英文:
Merging dataframes on differently-named columns in pandas while only keeping a subset of columns
问题
I have 2 datasets and I need to merge over only specific columns but none of the fields have the same name.
DF1
Name ID Job_Type Emp_Type
Adam 101 Full-Time Employee
Ben 102 Part-Time Contractor
Cathy 103 Part-Time Employee
Doug 104 Full-Time Contractor
Emily 105 Full-Time Employee
DF2
hiring_manager_id hire_type hiring_status hiring_phase name_of_emp
101 Employee Pending Requested NaN
101 Employee Approved Hired Sam
105 Contractor Approved Approved NaN
113 Employee Approved Hired Gabe
119 Contractor Pending Interviewing NaN
I would like to take specific columns and add them to df1
like so:
Name ID Job_Type Emp_Type hire_type hiring_status hiring_phase
Adam 101 Full-Time Employee Employee Pending Requested
Adam 101 Full-Time Employee Contractor Approved Hired
Ben 102 Part-Time Contractor NaN NaN NaN
Cathy 103 Part-Time Employee NaN NaN NaN
Doug 104 Full-Time Contractor NaN NaN NaN
Emily 105 Full-Time Employee Contractor Approved Hired
I tried
df1 = pd.merge(df1, df2[['ID','hire_type','hiring_status','hiring_phase']], on = 'ID', how= 'left')
This caused an error when I tried it.
Any Suggestions?

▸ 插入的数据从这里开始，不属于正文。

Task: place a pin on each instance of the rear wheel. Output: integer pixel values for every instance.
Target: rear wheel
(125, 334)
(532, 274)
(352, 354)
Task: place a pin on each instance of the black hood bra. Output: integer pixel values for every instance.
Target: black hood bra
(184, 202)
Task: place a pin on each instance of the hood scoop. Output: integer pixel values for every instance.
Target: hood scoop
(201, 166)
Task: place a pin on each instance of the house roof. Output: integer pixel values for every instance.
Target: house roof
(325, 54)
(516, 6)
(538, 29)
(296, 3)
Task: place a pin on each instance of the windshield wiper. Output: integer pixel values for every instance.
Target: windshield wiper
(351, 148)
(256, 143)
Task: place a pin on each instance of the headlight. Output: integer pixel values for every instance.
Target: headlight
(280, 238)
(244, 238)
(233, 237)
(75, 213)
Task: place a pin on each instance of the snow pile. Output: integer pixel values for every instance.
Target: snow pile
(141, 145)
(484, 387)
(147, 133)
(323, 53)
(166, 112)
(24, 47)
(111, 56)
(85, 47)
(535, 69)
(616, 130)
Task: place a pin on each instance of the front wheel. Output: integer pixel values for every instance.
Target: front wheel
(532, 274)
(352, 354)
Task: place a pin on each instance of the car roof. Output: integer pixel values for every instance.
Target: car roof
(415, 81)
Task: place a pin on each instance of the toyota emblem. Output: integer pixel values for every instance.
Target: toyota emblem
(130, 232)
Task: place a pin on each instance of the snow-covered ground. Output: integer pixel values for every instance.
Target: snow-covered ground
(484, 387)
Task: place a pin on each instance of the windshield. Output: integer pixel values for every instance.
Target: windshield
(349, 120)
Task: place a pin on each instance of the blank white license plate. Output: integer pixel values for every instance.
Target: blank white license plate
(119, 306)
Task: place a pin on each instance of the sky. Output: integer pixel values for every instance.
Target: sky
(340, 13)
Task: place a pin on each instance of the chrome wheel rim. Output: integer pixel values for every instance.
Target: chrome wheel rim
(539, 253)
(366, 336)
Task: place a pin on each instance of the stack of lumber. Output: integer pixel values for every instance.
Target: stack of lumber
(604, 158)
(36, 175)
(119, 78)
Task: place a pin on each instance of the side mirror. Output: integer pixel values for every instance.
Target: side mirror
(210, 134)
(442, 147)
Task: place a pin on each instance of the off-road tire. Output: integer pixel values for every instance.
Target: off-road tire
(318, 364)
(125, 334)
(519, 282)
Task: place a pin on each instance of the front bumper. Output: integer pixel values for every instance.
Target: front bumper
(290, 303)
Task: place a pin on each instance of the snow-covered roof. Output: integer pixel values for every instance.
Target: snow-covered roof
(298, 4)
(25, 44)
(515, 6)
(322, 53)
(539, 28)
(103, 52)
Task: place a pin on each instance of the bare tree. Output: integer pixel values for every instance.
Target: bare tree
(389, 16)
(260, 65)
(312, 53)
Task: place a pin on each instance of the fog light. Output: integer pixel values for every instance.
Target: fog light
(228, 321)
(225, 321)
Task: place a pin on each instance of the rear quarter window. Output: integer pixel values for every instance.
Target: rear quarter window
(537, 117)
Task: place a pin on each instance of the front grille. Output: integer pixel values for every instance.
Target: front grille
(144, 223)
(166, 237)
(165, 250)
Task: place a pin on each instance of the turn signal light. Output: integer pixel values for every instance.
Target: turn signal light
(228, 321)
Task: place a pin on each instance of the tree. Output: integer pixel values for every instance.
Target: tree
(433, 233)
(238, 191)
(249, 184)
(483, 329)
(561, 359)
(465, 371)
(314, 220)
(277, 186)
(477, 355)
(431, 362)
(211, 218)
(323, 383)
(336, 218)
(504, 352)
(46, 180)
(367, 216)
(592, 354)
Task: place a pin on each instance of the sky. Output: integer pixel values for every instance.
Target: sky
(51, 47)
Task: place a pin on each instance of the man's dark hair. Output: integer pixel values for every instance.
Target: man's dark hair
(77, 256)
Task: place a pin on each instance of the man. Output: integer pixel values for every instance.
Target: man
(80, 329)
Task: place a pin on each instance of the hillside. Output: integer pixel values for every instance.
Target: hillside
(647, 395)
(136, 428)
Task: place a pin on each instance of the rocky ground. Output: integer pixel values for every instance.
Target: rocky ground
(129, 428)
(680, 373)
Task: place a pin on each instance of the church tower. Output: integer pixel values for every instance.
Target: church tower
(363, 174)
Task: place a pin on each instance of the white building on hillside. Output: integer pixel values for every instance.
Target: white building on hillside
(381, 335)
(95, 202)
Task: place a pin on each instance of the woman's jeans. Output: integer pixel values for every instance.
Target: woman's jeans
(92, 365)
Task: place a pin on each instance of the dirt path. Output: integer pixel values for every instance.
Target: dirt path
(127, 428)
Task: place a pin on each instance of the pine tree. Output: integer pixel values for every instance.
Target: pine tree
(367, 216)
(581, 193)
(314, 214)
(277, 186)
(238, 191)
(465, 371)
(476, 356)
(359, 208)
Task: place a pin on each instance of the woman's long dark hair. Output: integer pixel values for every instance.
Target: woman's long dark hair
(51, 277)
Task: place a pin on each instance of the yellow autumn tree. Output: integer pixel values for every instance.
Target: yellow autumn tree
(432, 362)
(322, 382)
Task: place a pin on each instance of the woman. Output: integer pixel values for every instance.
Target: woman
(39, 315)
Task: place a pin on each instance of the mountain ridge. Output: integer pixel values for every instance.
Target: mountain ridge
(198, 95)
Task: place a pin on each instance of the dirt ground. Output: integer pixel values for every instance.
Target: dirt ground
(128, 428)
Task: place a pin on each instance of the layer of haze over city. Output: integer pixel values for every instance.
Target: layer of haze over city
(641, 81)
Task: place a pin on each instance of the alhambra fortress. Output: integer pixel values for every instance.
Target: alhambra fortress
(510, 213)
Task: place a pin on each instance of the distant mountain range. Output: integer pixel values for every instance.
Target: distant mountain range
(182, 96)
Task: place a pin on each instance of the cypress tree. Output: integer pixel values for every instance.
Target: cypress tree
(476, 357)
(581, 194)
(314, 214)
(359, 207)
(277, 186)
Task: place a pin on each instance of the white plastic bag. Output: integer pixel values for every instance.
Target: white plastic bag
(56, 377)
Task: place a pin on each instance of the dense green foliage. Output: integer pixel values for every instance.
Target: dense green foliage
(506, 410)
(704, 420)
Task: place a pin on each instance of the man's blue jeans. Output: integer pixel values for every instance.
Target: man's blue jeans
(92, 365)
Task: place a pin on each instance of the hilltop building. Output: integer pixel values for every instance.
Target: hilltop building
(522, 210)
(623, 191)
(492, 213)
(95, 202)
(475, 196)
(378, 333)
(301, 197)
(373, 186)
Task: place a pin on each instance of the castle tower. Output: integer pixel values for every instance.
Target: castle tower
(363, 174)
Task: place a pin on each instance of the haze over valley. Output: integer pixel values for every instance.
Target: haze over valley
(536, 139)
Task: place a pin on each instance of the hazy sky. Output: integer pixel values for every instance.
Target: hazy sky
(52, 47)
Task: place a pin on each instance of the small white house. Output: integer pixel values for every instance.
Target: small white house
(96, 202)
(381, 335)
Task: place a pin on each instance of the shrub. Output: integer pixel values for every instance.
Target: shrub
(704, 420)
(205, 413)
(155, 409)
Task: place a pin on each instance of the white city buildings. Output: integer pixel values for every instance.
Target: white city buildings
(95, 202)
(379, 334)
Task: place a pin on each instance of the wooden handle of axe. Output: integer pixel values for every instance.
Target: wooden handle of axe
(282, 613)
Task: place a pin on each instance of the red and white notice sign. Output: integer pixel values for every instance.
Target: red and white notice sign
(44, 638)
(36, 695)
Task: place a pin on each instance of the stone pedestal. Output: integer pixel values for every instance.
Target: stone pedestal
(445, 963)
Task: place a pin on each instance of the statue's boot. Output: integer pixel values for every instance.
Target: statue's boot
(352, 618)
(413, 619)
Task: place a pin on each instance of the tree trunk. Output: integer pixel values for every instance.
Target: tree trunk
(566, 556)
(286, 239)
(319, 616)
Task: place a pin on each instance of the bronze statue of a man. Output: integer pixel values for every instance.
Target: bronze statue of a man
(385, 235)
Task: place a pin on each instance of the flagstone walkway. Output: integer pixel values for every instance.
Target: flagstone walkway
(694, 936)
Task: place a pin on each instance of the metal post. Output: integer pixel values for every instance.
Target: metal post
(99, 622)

Thank you!
英文:
I have 2 datasets and I need to merge over only specific columns but none of the fields have the same name.
DF1
Name ID Job_Type Emp_Type
Adam 101 Full-Time Employee
Ben 102 Part-Time Contractor
Cathy 103 Part-Time Employee
Doug 104 Full-Time Contractor
Emily 105 Full-Time Employee
DF2
hiring_manager_id hire_type hiring_status hiring_phase name_of_emp
101 Employee Pending Requested NaN
101 Employee Approved Hired Sam
105 Contractor Approved Approved NaN
113 Employee Approved Hired Gabe
119 Contractor Pending Interviewing NaN
I would like to take specific columns and add them to df1
like so:
Name ID Job_Type Emp_Type hire_type hiring_status hiring_phase
Adam 101 Full-Time Employee Employee Pending Requested
Adam 101 Full-Time Employee Contractor Approved Hired
Ben 102 Part-Time Contractor NaN NaN NaN
Cathy 103 Part-Time Employee NaN NaN NaN
Doug 104 Full-Time Contractor NaN NaN NaN
Emily 105 Full-Time Employee Contractor Approved Hired
I tried
df1 = pd.merge(df1, df2[['ID','hire_type','hiring_status','hiring_phase']], on = 'ID', how= 'left')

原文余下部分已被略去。